In [13]:
# Import necessary libraries
import pytorch_lightning as pl
import torch
from torch.utils.data import Dataset, DataLoader
import torch.nn as nn
from sklearn.model_selection import train_test_split
from pytorch_lightning.loggers import TensorBoardLogger
from pytorch_lightning.callbacks import ModelCheckpoint, EarlyStopping
import torchmetrics
import torch.optim as optim
import pickle


%matplotlib inline

In [14]:
# Open the file in read mode
with open('sequences.pkl', 'rb') as file:
    # Load the list of tuples from the file
    sequences = pickle.load(file)
sequences[0][0]

Unnamed: 0,TimeStamp,X_gaze,Y_gaze,Pupil radius,DVA
11917214,2794,520.933333,404.400000,5230.0,5.843608
11917215,2796,521.466667,405.466667,5229.0,5.820253
11917216,2798,524.400000,408.200000,5229.0,5.726847
11917217,2800,529.466667,412.466667,5228.0,5.570816
11917218,2802,535.200000,416.266667,5227.0,5.405634
...,...,...,...,...,...
11918089,4544,335.533333,265.200000,4910.0,11.442557
11918090,4546,335.733333,265.000000,4916.0,11.441182
11918091,4548,336.800000,265.000000,4921.0,11.419551
11918092,4550,336.933333,264.933333,4919.0,11.417745


In [15]:
train_seq, test_seq = train_test_split(sequences, random_state=420, test_size=0.2)
len(train_seq), len(test_seq)

(3964, 991)

Dataset

In [16]:
class EyeTrackingDataset(Dataset):

    def __init__(self, sequences):
        self.sequences = sequences

    def __len__(self):
        return len(self.sequences)

    def __getitem__(self, idx):
        sequence, label = self.sequences[idx]
        return dict(
            sequences=torch.Tensor(sequence.to_numpy()),
            label=torch.tensor(label).long()
        )

In [17]:
class EyeTrackingDataModule(pl.LightningDataModule):

    def __init__(self, train_sequence, test_sequence, batch_size):
        super().__init__()
        self.train_sequence = train_sequence
        self.test_sequence = test_sequence
        self.batch_size = batch_size

    def setup(self, stage=None):
        self.train_sequence = EyeTrackingDataset(self.train_sequence)
        self.test_sequence = EyeTrackingDataset(self.test_sequence)
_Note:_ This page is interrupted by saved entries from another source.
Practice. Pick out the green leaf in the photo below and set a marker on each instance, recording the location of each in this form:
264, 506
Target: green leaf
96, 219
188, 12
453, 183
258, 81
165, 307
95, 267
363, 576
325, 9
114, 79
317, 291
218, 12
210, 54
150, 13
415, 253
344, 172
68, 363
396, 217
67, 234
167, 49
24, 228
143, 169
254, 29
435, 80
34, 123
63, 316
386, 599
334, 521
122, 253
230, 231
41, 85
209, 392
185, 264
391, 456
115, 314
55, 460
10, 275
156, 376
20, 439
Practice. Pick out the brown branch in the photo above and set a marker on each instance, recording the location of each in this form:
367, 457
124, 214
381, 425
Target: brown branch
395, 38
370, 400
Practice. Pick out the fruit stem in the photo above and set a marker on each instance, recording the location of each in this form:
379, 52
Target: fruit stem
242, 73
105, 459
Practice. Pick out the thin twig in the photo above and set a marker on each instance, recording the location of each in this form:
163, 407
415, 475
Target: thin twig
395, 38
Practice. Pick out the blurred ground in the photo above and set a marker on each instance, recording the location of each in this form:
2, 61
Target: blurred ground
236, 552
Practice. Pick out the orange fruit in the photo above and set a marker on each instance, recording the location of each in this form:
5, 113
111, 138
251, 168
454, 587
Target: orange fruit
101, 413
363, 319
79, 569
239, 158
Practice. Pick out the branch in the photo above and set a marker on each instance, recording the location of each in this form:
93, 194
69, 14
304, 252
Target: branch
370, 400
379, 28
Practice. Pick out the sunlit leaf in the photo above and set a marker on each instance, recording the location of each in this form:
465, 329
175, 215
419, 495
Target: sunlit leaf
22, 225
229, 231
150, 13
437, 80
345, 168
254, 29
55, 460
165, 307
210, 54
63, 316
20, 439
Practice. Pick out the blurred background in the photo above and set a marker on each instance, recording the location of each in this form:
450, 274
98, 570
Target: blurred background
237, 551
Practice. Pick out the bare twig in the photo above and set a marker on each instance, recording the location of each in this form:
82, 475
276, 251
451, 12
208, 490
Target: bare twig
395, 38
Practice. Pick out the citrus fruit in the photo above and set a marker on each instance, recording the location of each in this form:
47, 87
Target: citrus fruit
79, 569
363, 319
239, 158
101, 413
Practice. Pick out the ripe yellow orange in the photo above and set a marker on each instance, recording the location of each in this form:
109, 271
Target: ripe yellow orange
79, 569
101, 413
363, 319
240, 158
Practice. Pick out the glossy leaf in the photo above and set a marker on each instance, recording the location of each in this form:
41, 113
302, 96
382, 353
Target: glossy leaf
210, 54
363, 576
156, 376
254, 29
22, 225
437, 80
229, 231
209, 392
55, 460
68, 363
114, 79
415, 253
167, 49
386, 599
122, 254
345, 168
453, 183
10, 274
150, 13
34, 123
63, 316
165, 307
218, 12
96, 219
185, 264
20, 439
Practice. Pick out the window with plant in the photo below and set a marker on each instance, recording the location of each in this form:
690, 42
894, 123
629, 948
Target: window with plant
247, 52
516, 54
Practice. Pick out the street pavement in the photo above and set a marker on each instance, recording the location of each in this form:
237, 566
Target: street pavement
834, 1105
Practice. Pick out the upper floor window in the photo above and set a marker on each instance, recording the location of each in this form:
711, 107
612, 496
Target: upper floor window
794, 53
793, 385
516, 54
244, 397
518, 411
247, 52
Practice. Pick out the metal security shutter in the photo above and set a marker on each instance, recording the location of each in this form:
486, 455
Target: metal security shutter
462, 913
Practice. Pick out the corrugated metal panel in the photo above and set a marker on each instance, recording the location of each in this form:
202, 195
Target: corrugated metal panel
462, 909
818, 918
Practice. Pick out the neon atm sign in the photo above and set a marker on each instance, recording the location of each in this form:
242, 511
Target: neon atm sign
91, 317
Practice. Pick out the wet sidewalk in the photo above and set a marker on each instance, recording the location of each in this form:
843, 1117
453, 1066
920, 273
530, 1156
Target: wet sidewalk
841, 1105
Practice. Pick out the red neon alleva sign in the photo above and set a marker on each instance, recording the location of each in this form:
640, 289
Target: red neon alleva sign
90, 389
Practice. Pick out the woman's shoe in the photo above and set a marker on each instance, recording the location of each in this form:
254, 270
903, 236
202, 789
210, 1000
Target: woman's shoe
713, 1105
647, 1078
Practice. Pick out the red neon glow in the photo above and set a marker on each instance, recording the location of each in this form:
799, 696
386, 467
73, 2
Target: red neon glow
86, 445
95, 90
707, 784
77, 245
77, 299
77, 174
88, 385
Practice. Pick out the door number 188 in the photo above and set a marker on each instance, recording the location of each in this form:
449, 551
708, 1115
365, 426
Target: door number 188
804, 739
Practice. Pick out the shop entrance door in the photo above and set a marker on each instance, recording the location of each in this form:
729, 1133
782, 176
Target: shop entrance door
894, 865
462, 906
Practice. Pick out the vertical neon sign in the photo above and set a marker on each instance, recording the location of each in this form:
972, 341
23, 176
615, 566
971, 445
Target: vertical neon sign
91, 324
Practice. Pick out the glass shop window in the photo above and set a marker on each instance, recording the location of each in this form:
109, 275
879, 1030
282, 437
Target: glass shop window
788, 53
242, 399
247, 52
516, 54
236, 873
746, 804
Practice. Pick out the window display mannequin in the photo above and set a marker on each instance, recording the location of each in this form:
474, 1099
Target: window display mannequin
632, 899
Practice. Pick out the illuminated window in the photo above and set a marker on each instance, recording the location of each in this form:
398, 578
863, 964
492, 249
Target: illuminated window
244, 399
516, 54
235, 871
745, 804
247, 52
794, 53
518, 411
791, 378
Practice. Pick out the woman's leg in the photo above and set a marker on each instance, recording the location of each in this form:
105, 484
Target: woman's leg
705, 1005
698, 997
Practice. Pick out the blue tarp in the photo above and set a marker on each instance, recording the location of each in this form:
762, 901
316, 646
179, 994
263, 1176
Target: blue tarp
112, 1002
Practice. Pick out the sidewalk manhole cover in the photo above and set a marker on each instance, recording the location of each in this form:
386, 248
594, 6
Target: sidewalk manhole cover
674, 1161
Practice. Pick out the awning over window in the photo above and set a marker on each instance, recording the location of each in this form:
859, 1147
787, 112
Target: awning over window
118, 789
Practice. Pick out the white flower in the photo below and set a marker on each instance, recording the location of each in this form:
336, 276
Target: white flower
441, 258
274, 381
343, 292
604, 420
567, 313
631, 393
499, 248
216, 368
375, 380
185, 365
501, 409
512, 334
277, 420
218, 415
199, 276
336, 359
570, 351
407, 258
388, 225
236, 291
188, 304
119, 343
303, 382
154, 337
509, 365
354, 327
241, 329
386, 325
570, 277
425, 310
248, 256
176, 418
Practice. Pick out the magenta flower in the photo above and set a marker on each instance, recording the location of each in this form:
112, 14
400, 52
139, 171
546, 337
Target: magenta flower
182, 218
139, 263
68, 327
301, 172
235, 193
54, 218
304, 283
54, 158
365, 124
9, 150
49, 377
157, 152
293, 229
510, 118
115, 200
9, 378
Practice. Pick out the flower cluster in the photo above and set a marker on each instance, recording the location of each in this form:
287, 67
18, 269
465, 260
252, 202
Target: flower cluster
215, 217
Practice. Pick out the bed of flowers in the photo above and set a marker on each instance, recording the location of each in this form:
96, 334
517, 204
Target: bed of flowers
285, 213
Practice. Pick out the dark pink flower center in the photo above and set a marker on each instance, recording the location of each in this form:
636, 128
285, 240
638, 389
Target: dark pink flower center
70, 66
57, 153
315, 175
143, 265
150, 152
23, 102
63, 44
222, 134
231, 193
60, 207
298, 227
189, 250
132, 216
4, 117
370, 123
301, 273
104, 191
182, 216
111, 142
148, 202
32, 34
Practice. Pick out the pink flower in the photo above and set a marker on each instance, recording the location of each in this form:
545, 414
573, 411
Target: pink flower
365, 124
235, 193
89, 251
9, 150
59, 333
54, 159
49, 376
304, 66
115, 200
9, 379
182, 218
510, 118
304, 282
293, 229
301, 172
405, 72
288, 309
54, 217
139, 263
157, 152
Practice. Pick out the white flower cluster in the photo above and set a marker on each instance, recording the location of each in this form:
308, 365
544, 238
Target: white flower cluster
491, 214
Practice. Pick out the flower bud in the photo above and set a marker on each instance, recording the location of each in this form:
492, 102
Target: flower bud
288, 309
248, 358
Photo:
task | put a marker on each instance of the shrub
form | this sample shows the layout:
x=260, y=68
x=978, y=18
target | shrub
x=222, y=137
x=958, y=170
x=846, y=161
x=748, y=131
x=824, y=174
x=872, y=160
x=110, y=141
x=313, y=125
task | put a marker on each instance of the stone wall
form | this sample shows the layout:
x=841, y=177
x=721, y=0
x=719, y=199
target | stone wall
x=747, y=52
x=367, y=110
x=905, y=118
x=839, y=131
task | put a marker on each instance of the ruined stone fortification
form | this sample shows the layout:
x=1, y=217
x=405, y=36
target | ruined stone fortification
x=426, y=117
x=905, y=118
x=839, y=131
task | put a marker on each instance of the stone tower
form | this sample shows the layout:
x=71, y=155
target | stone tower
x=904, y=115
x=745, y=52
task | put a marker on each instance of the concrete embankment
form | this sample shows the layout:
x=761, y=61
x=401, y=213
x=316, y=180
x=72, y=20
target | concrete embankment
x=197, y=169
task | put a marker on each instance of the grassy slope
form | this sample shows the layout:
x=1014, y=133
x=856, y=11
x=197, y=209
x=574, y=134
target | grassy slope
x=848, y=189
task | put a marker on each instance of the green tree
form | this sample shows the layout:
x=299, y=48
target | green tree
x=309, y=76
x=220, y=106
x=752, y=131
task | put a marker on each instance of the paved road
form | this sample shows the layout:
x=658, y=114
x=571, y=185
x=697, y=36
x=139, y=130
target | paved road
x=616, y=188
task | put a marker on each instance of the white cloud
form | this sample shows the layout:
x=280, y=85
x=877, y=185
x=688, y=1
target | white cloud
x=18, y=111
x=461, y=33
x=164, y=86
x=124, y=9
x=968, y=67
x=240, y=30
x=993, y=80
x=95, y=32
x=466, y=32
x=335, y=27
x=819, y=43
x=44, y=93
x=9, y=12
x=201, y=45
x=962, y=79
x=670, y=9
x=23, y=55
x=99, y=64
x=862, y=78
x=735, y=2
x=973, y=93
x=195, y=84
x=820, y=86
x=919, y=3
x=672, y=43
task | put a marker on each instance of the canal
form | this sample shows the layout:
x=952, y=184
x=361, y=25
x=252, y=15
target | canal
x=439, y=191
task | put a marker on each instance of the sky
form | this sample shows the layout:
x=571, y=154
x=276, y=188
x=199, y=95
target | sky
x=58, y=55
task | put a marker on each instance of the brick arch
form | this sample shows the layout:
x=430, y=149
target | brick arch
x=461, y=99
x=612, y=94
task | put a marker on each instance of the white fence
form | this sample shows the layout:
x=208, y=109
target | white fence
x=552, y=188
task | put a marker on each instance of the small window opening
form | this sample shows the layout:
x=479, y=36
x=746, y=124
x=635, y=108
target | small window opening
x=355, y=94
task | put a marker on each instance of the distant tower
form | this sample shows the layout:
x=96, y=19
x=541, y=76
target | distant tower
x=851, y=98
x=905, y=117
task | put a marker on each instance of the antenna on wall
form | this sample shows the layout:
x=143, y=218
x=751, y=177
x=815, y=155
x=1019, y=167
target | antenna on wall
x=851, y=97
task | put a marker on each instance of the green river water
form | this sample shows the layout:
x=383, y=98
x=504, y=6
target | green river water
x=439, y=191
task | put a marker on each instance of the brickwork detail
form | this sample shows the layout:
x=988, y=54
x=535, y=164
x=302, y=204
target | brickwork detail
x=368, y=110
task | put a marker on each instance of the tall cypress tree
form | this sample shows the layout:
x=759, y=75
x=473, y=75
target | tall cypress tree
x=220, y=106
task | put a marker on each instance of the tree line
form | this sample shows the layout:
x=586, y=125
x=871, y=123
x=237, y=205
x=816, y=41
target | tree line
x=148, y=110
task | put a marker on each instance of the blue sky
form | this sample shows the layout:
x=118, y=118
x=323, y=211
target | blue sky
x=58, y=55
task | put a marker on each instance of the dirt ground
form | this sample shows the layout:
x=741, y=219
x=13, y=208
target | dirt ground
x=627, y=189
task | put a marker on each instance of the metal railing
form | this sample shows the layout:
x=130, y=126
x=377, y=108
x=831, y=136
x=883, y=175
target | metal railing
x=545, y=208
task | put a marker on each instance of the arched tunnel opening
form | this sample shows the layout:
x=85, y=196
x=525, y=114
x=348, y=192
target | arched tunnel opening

    def train_dataloader(self):
        return DataLoader(self.train_sequence, batch_size=self.batch_size, shuffle=True)

    def val_dataloader(self):
        return DataLoader(self.test_sequence, batch_size=self.batch_size, shuffle=False)

    def test_dataloader(self):
        return DataLoader(self.test_sequence, batch_size=self.batch_size, shuffle=False)

In [18]:
N_EPOCHS = 250
BATCH_SIZE = 64 # ?

data_module = EyeTrackingDataModule(train_seq, test_seq, BATCH_SIZE)

Model

In [19]:
class SequenceModel(nn.Module):

    def __init__(self, n_features, n_classes, n_hidden=256, n_layers=3):
        super().__init__()

        self.n_hidden = n_hidden

        self.lstm = nn.LSTM(
            input_size=n_features,
            hidden_size=n_hidden,
            num_layers=n_layers,
            batch_first=True,
            dropout=0.75
        )

        self.classifier = nn.Linear(n_hidden, n_classes)

    def forward(self, x):
        self.lstm.flatten_parameters()
        _, (hidden, _) = self.lstm(x)

        out = hidden[-1]
        return self.classifier(out)

In [20]:
class EyeTrackingPredictor(pl.LightningModule):

    def __init__(self, n_features:int, n_classes:int):
        super().__init__()
        self.model = SequenceModel(n_features, n_classes)
        self.criterion = nn.CrossEntropyLoss()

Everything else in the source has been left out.